1 1. Die Rechtsbeschwerde ist schon deshalb unzulässig, weil diese nicht durch einen beim Bundesgerichtshof zugelassenen Rechtsanwalt eingelegt worden ist (§ 78 Abs. 1 Satz 3 ZPO).
2 Entgegen der Auffassung der Schuldnerin verstößt die gesetzliche Regelung zur Singularzulassung der Rechtsanwälte beim Bundesgerichthof nicht gegen den freien Dienstleistungsverkehr nach Art. 56 f AEUV, weil diese Zulassungsbeschränkung nicht auf dem Grundsatz territorialer Ausschließlichkeit beruht, sondern auf der Bildung einer spezialisierten Anwaltschaft aus Rechtsanwälten mit besonderer Erfahrung oder Kompetenz (vgl. EuGH, Urteil vom 25. Februar 1988 - Rs 427/85, NJW 1988, 887 Rn. 44 [zu Art. 59 f EWG-Vertrag]; BGH, Beschluss vom 4. März 2002 - AnwZ 1/01, BGHZ 150, 70, 81 [zu Art. 49 f EG]; vom 27. April 2004 - VI ZR 242/03, n.v.; vom 11. Oktober 2010 - II ZR 93/08, juris Rn. 2). Vor diesem Hintergrund ergibt sich auch aus der Richtlinie 2006/123/EG des Europäischen Parlaments und des Rates vom 12. Dezember 2006 über Dienstleistungen im Binnenmarkt (ABl. L 376, S. 36) keine abweichende Beurteilung.
3 2. Die Rechtsbeschwerde ist überdies unstatthaft, weil dieses Rechtsmittel vom Landgericht nicht zugelassen worden ist.
4 Über die Höhe des pfändungsfreien Einkommens des Schuldners (§ 36 Abs. 1 Satz 2 InsO, § 850c ZPO) entscheidet das Insolvenzgericht als besonderes Vollstreckungsgericht (§ 36 Abs. 4 Satz 1 InsO).

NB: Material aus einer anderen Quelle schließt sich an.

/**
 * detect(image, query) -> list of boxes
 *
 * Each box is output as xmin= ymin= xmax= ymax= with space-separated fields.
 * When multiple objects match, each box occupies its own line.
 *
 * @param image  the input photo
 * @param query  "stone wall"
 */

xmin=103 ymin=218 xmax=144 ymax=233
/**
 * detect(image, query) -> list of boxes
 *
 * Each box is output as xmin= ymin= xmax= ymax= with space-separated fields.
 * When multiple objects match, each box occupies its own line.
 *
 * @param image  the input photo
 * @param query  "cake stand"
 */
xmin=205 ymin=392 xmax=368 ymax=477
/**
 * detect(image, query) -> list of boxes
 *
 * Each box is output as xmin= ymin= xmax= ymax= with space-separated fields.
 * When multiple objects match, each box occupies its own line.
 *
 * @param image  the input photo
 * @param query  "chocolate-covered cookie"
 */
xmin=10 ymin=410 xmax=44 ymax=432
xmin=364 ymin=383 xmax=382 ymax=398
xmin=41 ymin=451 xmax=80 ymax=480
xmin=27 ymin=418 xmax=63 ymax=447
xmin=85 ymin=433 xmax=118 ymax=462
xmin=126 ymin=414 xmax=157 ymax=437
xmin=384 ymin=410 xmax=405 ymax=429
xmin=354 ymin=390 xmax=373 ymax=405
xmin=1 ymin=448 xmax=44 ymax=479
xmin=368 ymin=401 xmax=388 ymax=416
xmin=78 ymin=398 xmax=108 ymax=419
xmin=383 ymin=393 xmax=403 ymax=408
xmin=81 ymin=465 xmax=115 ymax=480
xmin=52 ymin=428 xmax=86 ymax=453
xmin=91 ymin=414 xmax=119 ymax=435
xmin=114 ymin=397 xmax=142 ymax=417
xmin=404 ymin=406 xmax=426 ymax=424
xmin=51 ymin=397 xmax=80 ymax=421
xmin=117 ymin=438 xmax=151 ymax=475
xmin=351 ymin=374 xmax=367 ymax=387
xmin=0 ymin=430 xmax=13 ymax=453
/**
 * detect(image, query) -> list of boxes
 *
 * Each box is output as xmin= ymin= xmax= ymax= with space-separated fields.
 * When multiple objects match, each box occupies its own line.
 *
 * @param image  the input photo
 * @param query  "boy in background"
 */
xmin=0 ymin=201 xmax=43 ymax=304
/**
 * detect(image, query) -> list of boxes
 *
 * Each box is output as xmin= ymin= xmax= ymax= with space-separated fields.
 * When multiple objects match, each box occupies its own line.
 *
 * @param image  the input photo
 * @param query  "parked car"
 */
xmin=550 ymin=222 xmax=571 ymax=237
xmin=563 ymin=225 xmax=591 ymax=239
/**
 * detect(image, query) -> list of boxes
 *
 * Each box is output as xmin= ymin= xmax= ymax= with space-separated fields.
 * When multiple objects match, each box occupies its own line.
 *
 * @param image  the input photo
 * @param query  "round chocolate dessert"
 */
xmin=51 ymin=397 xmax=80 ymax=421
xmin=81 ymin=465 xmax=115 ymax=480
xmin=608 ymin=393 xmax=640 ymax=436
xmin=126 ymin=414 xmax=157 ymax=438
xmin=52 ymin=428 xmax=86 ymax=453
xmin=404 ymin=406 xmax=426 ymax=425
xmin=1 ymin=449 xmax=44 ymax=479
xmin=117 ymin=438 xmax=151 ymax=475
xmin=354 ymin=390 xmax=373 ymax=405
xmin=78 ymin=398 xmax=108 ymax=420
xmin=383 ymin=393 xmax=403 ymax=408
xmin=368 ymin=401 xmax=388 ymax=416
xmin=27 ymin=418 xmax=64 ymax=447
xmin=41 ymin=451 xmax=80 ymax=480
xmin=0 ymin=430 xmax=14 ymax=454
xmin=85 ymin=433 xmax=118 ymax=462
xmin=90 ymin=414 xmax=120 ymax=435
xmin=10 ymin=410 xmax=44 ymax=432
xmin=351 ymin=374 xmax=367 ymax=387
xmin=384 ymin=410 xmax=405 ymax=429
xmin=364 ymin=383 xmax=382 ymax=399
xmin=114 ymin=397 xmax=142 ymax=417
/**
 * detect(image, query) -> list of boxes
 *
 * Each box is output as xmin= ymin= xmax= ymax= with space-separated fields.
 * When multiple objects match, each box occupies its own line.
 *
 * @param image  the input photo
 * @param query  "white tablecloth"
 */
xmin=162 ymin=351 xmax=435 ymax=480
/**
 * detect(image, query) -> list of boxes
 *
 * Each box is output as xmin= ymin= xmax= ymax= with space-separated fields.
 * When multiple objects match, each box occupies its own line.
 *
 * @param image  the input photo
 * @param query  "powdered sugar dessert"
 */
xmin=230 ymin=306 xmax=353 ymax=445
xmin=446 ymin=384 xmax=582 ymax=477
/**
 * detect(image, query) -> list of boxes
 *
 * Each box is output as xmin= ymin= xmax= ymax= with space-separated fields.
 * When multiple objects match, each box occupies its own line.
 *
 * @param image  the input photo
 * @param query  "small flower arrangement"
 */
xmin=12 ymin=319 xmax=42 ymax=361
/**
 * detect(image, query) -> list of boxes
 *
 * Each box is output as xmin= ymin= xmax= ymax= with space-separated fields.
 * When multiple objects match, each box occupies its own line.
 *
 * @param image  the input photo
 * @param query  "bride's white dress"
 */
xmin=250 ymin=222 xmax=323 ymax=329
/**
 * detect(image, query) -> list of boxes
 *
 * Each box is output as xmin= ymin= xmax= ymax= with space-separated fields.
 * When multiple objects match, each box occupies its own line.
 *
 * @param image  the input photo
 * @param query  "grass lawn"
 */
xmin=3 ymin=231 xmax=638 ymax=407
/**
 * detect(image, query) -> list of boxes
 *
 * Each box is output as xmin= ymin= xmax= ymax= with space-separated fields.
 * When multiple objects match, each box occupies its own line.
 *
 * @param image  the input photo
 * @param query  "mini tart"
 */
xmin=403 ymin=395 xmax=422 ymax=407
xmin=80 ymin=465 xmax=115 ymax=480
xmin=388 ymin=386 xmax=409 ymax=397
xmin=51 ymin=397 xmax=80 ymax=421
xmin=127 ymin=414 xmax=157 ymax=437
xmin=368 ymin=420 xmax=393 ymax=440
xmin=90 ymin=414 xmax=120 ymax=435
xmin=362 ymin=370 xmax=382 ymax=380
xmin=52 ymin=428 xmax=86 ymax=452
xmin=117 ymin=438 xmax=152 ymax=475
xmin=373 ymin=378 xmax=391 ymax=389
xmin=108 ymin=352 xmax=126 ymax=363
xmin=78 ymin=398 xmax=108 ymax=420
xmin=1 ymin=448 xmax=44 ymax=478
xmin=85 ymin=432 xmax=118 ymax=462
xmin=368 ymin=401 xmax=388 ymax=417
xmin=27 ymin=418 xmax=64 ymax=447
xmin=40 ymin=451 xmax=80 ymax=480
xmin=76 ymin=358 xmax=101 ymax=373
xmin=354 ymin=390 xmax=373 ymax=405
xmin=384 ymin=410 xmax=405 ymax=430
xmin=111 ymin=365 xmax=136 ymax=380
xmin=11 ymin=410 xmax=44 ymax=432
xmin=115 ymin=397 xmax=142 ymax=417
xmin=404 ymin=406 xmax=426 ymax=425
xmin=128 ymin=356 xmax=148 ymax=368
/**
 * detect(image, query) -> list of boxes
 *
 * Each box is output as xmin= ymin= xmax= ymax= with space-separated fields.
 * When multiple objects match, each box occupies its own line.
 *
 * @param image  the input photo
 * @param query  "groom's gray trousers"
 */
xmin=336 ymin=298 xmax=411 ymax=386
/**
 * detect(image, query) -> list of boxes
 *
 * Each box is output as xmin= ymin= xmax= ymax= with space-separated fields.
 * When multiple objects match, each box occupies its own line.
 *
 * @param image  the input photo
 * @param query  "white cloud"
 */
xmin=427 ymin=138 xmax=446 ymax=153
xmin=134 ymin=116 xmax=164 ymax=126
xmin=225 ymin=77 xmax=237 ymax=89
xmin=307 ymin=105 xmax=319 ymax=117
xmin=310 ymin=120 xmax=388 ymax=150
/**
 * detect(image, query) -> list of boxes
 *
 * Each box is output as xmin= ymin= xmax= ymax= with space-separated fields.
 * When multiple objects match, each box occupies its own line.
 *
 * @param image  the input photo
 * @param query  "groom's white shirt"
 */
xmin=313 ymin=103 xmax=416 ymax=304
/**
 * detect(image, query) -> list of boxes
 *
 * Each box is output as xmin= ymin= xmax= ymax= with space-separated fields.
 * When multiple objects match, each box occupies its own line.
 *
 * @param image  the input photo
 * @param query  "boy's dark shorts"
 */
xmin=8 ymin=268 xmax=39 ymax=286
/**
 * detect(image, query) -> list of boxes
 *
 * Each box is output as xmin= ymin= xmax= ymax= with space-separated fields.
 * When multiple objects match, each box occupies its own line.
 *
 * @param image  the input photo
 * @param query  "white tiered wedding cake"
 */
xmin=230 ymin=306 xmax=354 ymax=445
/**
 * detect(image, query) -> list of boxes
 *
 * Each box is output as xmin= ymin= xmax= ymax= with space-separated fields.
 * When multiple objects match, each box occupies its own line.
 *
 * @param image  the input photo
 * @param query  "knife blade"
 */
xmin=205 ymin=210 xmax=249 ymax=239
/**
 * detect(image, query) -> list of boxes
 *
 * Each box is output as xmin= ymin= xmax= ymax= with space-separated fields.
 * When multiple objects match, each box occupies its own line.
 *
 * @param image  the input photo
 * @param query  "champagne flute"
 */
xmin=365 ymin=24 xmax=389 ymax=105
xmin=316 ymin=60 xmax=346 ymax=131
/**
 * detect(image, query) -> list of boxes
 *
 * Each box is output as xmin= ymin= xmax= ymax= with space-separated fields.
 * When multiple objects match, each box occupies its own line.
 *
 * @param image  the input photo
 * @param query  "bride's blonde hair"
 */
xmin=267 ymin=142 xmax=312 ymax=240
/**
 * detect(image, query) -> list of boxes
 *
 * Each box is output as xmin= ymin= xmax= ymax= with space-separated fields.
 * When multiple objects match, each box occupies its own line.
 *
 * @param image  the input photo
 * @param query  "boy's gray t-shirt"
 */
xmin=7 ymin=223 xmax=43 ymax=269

In diesem Fall bestimmt sich auch der Rechtsmittelzug nach den vollstreckungsrechtlichen Vorschriften (BGH, Beschluss vom 5. Februar 2004 - IX ZB 97/03, WM 2004, 834, 835; vom 12. Januar 2006 - IX ZB 239/04, WM 2006, 539). Demnach ist gegen die Entscheidung des Insolvenzgerichts die sofortige Beschwerde eröffnet (§ 793 ZPO), während die Entscheidung des Beschwerdegerichts nur bei Zulassung der Rechtsbeschwerde anfechtbar ist (§ 574 Abs. 1 Satz 1 Nr. 2 ZPO).